Светлый фон

– Они… Они сюда идут? Действительно идут?

– Да. Говори, Мел. Время дорого. Те люди – они ждут тебя? Они сейчас в ангаре?

Глаза паритера бегали – он решал, прикидывал – но у Ульма не было больше ни терпения, ни времени ждать, что он нарешает. С силой – возможно, даже слишком сильно – он резко встряхнул Мела, вцепившись ему в плащ.

– Говори же, ну, живо! Говори, как попасть в ангар. Говори, и я дам тебе уйти прямо сейчас, и мы обо всём забудем!

Он ожидал, что Мел даст отпор, но тот, кажется, так перепугался, что повис у него в руках мешком.

– Ладно, ладно, – бормотал он – теперь его побелевшее лицо пошло алыми пятнами, и в свете тусклого валового фонаря он походил на утопленника. – Нужно сказать «ивнянка», сказать… И постучать вот так, два раза, и они откроют… Послушай, послушай, я… Я ведь случайно во всё это впутался… Ну, пусти… Теперь отпустишь меня? Ради неё, ради Лу…

– Беги. – Унельм замкнул пальцы и слегка подтолкнул Мела. – Быстрее. Они могут проявиться здесь с минуты на минуту… Я никому не скажу про тебя, но больше не суйся ни во что подобное, или даже я, – он не смог отказать себе в удовольствии произнести это «даже я» так подчёркнуто-внушительно, будто он, Унельм Гарт, и вправду был уже сыщиком господина Олке, даже среди охранителей имевшего особый вес, – не смогу тебе помочь. Ну! Скорее!

И Мел, этот высокомерный маменькин сынок в красивом камзоле, припустил от него во весь дух, громко топая по горбатой улочке Парящего порта. Случайный прохожий – может, бродяга или припозднившийся грузчик – поглядел на него изумлённо.

Есть! Унельм поверить не мог в то, что ему так повезло – и что весь его нехитрый блеф сработал, сработал уже дважды!

Теперь контрабандисты, неуловимые, коварные, были в руках у него – только что приехавшего из Ильмора рекрута с плачевным усвоением, которому никто не взялся бы предсказывать блестящую судьбу.

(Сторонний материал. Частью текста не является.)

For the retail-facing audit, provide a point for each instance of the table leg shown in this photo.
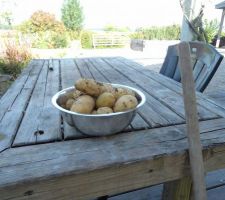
(179, 189)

– Ну-ну, – пробормотал он, должно улыбаясь, и потянулся к карману, где лежал, дожидаясь своего часа, карандашик из хаарьей желчи. – Посмотрим… – но до карандашика добраться он не успел. Что-то тяжёлое и большое, вроде мешка муки, обрушилось ему на голову – а сразу вслед за тем в глазах потемнело.

 

Унельм не мог знать наверняка, сколько времени прошло с того момента, как его огрели по голове – зато сразу же понял, что очутился таки в злополучном ангаре, и никакая «ивнянка» для того не потребовалась.

Он сидел на стуле, руки – надёжно, но не слишком туго – были связаны за спиной. Ухо было мокрым и липким.

Перед ним стояли и спорили между собой трое – женщина с родинкой на щеке, оказавшаяся невысокой и нескладной, как долгоножка, бородач, похожий на бродягу, и ещё один – плотный, коренастый мужчина с усами щёточкой. Спорили в основном этот последний и женщина; бородач больше отмалчивался, многозначительно хмурясь с довольно глупым видом.